Nuget Pro server up and down

The private nuget server for hangfire Pro is often returning connection reset, possibliy one of the server nodes is down, calls seem to succedd about 50% of the time https://nuget.hangfire.io/nuget/hangfire-ace/v3/index.json

Thanks Cameron, investigating. Looks like something wrong with network, app layer and resources are perfectly fine.

I see that problems started about 10 hours ago. I got 2 notifications from the external monitoring system regarding connection timeout issue (10 seconds), but I didn’t see any problems with resources (CPU/memory/disk), server or software so wasn’t able to recognise this as something continuous.

Only after you told about the problem I checked another monitoring tool to see the whole picture, so thank you again for reporting.

There was a pending Windows Update, but restart didn’t help to eliminate the issue, and responses were still taking too long to be completed. Hosting reported there are no known network-related problems, so I decided to double-check the server itself and tried to disable the monitoring agent software, since sometimes checks that everything is good make everything worse (looks like software lives in a quantum world).
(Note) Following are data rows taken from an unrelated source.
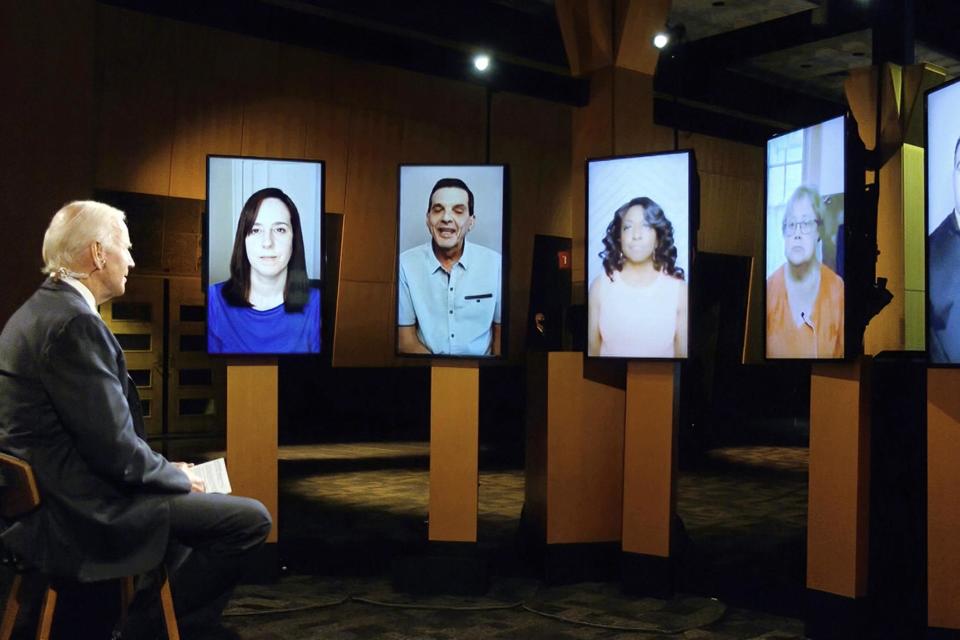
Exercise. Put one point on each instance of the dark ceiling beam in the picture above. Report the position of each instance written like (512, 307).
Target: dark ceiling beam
(702, 119)
(726, 49)
(281, 24)
(532, 36)
(937, 25)
(734, 92)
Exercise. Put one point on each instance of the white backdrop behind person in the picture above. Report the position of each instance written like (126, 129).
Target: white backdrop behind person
(813, 157)
(230, 181)
(943, 130)
(486, 183)
(614, 182)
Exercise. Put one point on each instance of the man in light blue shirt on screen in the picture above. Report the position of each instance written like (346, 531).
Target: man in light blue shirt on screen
(449, 289)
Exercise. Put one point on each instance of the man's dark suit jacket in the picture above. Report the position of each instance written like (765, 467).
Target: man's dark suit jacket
(943, 257)
(68, 407)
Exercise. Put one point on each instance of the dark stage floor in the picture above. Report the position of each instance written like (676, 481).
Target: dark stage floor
(348, 510)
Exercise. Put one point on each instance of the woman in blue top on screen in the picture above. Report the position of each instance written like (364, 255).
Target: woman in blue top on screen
(267, 305)
(638, 307)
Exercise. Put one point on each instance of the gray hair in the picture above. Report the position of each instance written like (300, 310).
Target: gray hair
(74, 228)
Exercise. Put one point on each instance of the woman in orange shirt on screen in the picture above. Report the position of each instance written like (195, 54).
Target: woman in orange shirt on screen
(804, 297)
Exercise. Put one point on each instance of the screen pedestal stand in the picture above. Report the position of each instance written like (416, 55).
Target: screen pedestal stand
(252, 447)
(943, 515)
(839, 499)
(649, 479)
(452, 564)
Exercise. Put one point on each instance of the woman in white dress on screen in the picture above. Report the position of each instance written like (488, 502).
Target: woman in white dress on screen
(638, 307)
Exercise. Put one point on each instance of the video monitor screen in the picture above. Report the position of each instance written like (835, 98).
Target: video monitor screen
(450, 266)
(804, 245)
(264, 255)
(639, 213)
(943, 232)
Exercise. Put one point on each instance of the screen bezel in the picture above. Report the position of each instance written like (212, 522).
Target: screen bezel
(316, 282)
(504, 265)
(693, 216)
(848, 126)
(926, 223)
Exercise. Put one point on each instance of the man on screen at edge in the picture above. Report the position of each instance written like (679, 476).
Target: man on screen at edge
(944, 247)
(449, 290)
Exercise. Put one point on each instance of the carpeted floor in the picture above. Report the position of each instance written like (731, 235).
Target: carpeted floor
(347, 510)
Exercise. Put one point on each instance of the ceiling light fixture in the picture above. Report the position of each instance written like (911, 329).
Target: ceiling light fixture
(670, 35)
(481, 62)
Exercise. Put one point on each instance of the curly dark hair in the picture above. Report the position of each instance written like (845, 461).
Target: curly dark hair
(664, 254)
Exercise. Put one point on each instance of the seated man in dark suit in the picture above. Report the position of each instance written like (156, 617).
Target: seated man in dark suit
(110, 506)
(943, 246)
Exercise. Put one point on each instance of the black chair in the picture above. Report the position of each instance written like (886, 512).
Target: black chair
(18, 496)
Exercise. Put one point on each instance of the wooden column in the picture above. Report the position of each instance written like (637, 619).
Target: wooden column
(943, 506)
(839, 496)
(900, 233)
(574, 466)
(649, 478)
(252, 432)
(649, 451)
(454, 446)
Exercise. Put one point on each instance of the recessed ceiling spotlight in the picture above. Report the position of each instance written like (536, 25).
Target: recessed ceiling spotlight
(481, 62)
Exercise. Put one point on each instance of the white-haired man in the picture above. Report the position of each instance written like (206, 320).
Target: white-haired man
(110, 505)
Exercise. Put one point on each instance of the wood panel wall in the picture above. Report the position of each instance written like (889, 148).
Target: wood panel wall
(170, 93)
(148, 98)
(46, 129)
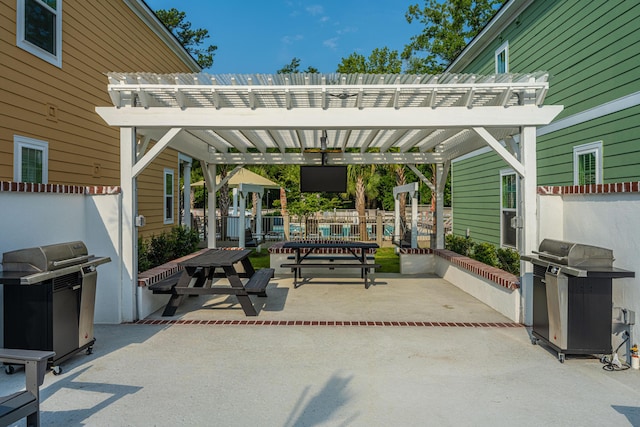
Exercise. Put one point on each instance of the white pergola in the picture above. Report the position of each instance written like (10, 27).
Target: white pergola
(368, 119)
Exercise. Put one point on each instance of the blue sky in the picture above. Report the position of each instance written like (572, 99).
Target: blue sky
(262, 36)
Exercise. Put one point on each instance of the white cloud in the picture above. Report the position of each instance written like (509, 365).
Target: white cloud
(346, 30)
(315, 9)
(331, 43)
(291, 39)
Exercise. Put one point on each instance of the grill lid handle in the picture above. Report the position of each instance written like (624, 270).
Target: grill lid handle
(70, 261)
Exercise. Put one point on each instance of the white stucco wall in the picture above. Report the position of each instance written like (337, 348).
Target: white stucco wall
(36, 219)
(607, 220)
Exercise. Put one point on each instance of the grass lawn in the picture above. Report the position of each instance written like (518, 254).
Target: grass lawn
(386, 257)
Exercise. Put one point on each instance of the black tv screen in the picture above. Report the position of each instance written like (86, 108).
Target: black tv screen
(323, 179)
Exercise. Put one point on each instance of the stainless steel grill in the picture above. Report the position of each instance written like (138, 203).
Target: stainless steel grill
(572, 296)
(49, 298)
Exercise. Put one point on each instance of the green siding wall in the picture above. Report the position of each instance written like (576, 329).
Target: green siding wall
(591, 50)
(475, 199)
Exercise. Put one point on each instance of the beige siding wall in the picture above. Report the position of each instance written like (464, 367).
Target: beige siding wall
(97, 37)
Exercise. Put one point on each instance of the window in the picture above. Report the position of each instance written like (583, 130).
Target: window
(30, 160)
(508, 207)
(502, 59)
(168, 196)
(587, 164)
(39, 29)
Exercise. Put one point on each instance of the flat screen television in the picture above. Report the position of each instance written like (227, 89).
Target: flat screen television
(323, 179)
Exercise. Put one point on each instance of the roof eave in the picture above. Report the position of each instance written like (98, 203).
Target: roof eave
(505, 16)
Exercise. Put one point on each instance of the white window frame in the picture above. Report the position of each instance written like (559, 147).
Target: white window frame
(504, 173)
(166, 196)
(579, 150)
(55, 59)
(504, 47)
(20, 142)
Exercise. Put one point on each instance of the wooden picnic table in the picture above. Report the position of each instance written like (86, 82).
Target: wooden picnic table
(199, 271)
(308, 255)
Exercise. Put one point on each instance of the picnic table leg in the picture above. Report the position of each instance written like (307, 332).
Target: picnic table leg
(241, 293)
(175, 300)
(248, 267)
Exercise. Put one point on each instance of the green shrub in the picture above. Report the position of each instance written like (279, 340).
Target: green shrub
(509, 260)
(503, 258)
(485, 253)
(157, 250)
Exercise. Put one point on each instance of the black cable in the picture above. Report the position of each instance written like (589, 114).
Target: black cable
(609, 366)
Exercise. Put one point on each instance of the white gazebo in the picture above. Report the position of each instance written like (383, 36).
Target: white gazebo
(368, 119)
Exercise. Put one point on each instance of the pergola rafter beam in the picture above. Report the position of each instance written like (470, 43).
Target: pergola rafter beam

And looks like that was the reason, because after disabling the agent everything was started to improve, e.g. metrics started to show more succeeded and less failed requests. Now I’m waiting the end of hour to finalise the investigation and try to upgrade the monitoring agent software to see whether the problem is gone, but this time I will notice that something is bad early and disable it again.

I’ve also enabled notifications about degraded performance (I was unaware of this feature and it was disabled by default). Unfortunately high availability setup was destroyed in Mar 2022 after of the hosting provider that I was required to do, and I will be restoring it gradually.

Updated monitoring agent 1 hour ago and started it, the metrics look fine currently. Will keep an eye on them.